Y sombra, precisamente, fue la palabra que se le quedó grabada al Dani en la memoria. Porque aquello estaba pasando, joder. No sabía lo que era, lo que podía ser, pero estaba viéndola incluso en la oscuridad de la noche, dando tumbos por el camino del castillo. Porque se acercaba. Porque venía hacia las casas del pueblo. El Dani parpadeó a propósito varias veces y la cosa, lejos de desvanecerse como esperaba, siguió ocupando un sitio propio. Porque existía. Porque él no se estaba confundiendo con cualquier bulto del camino, joder. Que aquello seguía moviéndose. Que él estaba despierto. Que acababa de mirar la hora y pasaban tres minutos de la medianoche.

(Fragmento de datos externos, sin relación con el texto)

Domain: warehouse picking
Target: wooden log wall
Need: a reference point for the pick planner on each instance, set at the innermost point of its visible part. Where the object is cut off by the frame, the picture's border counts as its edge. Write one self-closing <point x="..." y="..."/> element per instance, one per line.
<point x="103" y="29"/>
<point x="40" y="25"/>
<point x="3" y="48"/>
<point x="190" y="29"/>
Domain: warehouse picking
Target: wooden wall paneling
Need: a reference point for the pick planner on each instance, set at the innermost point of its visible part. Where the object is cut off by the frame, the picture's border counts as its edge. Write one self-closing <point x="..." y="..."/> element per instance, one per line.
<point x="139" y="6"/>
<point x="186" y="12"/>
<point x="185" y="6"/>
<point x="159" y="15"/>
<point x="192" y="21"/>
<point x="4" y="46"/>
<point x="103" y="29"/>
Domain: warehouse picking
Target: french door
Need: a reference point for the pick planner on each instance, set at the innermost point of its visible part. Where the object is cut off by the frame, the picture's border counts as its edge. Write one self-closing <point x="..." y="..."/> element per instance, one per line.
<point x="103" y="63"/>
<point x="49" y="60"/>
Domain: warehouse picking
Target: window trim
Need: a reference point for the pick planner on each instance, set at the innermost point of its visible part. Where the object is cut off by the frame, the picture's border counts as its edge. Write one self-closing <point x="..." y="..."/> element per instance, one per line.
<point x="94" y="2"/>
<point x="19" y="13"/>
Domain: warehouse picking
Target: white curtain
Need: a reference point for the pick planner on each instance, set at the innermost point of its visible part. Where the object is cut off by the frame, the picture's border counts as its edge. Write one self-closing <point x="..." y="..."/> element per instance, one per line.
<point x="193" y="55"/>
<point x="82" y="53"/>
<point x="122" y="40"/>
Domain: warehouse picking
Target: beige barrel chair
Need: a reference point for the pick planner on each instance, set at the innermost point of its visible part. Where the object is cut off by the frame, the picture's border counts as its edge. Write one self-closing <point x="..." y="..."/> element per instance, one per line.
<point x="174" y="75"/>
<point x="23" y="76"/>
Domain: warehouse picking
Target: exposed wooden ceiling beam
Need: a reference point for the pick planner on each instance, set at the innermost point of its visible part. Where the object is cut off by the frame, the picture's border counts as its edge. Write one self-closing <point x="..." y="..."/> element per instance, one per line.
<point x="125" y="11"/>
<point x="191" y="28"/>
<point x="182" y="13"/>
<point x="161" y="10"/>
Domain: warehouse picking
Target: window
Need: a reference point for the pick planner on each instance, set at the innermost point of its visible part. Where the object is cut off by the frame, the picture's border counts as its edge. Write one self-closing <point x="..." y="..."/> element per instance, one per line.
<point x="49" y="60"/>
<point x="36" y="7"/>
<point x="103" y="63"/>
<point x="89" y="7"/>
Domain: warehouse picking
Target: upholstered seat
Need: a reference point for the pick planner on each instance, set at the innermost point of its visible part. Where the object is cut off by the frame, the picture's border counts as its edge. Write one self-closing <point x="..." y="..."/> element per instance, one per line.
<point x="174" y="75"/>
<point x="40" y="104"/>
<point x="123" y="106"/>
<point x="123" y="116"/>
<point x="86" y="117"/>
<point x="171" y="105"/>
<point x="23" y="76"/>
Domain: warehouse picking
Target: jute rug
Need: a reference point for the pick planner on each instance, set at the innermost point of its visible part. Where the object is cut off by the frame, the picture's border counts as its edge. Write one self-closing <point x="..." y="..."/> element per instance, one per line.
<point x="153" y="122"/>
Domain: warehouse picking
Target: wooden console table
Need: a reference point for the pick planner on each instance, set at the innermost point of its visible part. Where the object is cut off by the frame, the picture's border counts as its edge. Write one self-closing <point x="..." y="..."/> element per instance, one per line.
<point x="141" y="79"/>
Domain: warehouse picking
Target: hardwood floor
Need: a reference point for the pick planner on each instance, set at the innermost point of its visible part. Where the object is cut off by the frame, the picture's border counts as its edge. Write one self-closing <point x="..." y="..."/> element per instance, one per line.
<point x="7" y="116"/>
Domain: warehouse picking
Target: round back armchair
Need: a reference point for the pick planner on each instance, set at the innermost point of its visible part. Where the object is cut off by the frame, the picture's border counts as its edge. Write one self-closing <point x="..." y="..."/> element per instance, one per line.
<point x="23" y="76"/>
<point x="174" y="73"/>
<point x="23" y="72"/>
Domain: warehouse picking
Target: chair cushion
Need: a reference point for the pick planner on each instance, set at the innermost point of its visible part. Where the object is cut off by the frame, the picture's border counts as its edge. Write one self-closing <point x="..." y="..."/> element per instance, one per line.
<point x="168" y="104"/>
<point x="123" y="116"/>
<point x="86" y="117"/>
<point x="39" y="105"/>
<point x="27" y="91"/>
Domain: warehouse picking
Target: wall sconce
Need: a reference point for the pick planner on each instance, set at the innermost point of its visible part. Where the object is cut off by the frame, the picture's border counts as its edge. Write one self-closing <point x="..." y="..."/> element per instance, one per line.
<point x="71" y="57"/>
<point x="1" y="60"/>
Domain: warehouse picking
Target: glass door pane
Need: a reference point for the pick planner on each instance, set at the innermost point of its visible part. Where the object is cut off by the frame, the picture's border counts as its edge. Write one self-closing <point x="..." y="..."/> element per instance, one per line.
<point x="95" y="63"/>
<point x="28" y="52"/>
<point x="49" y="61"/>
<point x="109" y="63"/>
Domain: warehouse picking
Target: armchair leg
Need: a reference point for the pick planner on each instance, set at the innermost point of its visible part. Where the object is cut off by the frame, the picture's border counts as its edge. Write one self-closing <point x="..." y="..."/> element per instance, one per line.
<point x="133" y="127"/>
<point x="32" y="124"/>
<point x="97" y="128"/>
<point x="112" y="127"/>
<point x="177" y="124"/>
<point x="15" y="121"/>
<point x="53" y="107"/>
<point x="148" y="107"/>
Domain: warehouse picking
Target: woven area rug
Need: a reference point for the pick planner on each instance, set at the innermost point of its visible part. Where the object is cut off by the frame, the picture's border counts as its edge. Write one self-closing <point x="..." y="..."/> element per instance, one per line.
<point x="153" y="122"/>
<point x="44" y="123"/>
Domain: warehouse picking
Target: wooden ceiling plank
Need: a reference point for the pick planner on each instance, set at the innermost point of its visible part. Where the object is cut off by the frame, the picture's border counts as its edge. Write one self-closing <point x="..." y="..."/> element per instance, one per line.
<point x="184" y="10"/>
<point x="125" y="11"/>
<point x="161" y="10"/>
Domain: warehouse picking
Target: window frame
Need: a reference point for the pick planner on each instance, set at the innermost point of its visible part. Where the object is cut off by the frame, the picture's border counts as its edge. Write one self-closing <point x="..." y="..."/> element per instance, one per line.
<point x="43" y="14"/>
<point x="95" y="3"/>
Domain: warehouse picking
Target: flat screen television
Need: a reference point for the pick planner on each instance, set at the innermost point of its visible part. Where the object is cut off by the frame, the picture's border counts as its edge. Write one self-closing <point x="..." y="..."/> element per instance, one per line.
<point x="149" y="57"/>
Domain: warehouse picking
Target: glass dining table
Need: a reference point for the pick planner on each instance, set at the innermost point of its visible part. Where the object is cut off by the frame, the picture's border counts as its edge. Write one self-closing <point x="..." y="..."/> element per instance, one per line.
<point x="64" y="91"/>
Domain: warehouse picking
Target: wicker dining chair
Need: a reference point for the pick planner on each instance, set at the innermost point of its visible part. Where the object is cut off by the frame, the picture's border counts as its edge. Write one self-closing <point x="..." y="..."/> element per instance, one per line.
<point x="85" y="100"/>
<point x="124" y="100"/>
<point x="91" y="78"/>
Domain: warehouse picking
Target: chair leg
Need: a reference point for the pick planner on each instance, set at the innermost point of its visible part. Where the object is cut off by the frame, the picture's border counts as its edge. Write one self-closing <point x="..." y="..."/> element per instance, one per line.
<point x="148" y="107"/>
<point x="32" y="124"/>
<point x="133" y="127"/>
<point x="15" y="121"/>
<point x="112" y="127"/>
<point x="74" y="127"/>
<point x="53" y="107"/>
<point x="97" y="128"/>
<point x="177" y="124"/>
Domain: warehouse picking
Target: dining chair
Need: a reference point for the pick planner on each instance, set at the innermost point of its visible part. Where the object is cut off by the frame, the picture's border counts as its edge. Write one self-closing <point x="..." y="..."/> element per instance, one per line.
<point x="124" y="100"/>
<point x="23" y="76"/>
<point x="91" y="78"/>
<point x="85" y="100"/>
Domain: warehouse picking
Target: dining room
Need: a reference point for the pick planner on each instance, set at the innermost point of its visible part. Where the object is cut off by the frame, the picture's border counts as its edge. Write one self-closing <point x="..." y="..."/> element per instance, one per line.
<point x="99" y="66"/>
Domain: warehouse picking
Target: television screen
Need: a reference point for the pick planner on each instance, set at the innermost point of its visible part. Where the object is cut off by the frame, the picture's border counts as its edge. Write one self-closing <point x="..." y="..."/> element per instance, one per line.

El Dani sintió un escalofrío. Después de dar por bueno que aquello no podía ser nadie, tuvo que tocar el cristal de la ventana para tratar directamente con algo real, más sólido. Pero el vidrio no le iba a proteger de nada, llegado el caso. Estaban perdidos. Si no despertaba de inmediato de una pesadilla, en la cama, no tendrían a dónde ir. Ninguno de ellos. La sombra, sin embargo, deshizo sus pasos del mismo modo que los había conjugado y se perdió, «qué susto, tío», en algún punto del camino, pasado el castillo. El Dani hubiese jurado que regresaba a los bosques de Sant Mena, en dirección al corazón negro de las montañas de donde, quizá, había escapado por error.